Sur son compte Twitter, Lyes Louffok, ancien enfant de l’ASE devenu figure de la protection de l’enfance, et auteur du livre « Dans l’enfer des foyers » s’est indigné face à cette mesure qui, selon lui, est « discriminante » et « vise à exclure les enfants protégés tardivement. » « Nous vous demandons de ne pas voter ces amendements ! Les #EnfantsPlacés ou anciennement placés se sont battus pour que cette loi existe » a‐t‐il tweeté. Comme pour beaucoup de membres du monde associatif, il craint que la modification de l’article premier entraîne le remplacement des contrats jeunes majeurs par un contrat d’accès à l’autonomie, et donc d’empêcher les jeunes placés après 16 ans de bénéficier d’un suivi une fois leur majorité atteinte.
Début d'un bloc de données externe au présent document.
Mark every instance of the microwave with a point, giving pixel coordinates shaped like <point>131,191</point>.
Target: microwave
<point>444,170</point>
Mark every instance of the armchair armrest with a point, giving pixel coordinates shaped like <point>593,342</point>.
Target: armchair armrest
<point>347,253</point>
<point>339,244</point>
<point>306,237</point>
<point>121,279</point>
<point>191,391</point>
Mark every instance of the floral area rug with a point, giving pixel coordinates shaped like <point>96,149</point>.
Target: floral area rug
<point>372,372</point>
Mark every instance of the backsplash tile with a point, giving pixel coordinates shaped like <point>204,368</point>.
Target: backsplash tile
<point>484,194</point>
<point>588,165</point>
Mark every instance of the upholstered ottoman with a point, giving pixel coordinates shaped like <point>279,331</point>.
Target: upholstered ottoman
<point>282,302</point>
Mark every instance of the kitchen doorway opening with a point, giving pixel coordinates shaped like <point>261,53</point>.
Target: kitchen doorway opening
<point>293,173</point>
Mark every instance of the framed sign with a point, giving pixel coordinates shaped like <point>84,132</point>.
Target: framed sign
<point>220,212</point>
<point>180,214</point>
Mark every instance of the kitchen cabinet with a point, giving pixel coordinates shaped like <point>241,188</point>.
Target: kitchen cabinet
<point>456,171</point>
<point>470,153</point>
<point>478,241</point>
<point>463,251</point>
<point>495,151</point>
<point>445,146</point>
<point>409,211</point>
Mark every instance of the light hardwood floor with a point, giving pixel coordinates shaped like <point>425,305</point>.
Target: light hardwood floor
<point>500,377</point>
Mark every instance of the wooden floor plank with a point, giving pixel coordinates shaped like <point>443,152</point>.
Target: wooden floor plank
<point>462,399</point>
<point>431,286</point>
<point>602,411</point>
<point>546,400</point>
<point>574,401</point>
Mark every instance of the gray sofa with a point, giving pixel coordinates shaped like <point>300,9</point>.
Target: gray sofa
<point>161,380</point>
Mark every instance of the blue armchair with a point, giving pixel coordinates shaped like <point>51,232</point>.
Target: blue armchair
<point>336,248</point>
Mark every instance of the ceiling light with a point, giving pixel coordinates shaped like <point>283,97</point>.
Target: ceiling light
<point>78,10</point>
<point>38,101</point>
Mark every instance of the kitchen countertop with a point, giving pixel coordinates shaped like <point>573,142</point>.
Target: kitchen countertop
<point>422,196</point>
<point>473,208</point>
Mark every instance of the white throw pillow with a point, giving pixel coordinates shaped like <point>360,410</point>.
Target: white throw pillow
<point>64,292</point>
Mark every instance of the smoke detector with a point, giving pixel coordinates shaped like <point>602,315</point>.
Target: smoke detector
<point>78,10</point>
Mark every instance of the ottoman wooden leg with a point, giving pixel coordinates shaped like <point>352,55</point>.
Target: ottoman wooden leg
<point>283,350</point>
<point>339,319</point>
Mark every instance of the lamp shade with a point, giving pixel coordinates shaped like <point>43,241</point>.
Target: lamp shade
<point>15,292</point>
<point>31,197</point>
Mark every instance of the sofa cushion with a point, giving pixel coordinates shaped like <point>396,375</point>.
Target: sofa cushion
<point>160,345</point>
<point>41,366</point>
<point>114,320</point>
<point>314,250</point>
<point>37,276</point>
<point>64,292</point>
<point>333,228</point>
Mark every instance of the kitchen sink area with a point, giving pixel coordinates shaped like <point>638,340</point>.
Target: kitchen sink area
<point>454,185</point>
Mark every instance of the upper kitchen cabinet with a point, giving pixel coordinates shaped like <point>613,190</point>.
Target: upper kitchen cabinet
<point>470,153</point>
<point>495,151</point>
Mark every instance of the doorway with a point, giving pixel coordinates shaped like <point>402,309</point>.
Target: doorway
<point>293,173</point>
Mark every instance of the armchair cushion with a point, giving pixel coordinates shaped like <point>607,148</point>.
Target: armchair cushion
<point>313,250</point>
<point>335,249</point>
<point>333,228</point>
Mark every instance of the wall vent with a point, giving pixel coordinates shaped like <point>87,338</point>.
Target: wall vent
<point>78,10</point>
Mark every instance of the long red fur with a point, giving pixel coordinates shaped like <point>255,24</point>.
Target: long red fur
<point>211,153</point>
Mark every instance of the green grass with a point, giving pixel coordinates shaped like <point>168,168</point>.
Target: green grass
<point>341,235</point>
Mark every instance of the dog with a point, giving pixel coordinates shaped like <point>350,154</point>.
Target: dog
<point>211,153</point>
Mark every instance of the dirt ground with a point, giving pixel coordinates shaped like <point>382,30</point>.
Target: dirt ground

Mardi matin, plusieurs personnalités issues du monde associatif et politique ont signé une tribune dans Libération en indiquant « refuser que la proposition de Loi soit vidée de ses mesures, notamment son article premier qui rend obligatoire la contractualisation des jeunes majeurs jusqu’à leurs 21 ans. » « Le temps nous est compté » ont‐il averti avant de souligner la nécessité que les « oubliés de la République ne le soient plus. »

La prise en charge des enfants et jeunes adultes issus de l’ASE est pourtant un enjeu de société majeur, au vu des chiffres alarmants sur le sujet : une personne sans domicile fixe sur quatre née en France est un ancien enfant placé. Par ailleurs, 70% des jeunes qui sortent de l’Aide sociale à l’enfance n’ont aucun diplôme.

Enfin, dans la population des jeunes sans domicile fixe de moins de 25 ans, 40% sont des anciens de l’ASE. En janvier dernier, la diffusion sur France 3, d’une enquête intitulée « Enfants placés, les sacrifiés de la République » qui relevaient les dysfonctionnements de l’Aide sociale à l’enfance en Gironde, a aussi permis d’éveiller les consciences.

Les députés, qui ont achevé leurs travaux lundi soir à 1 heure du matin, poursuivent l’examen du texte ce mardi avant qu’il ne soit soumis au vote.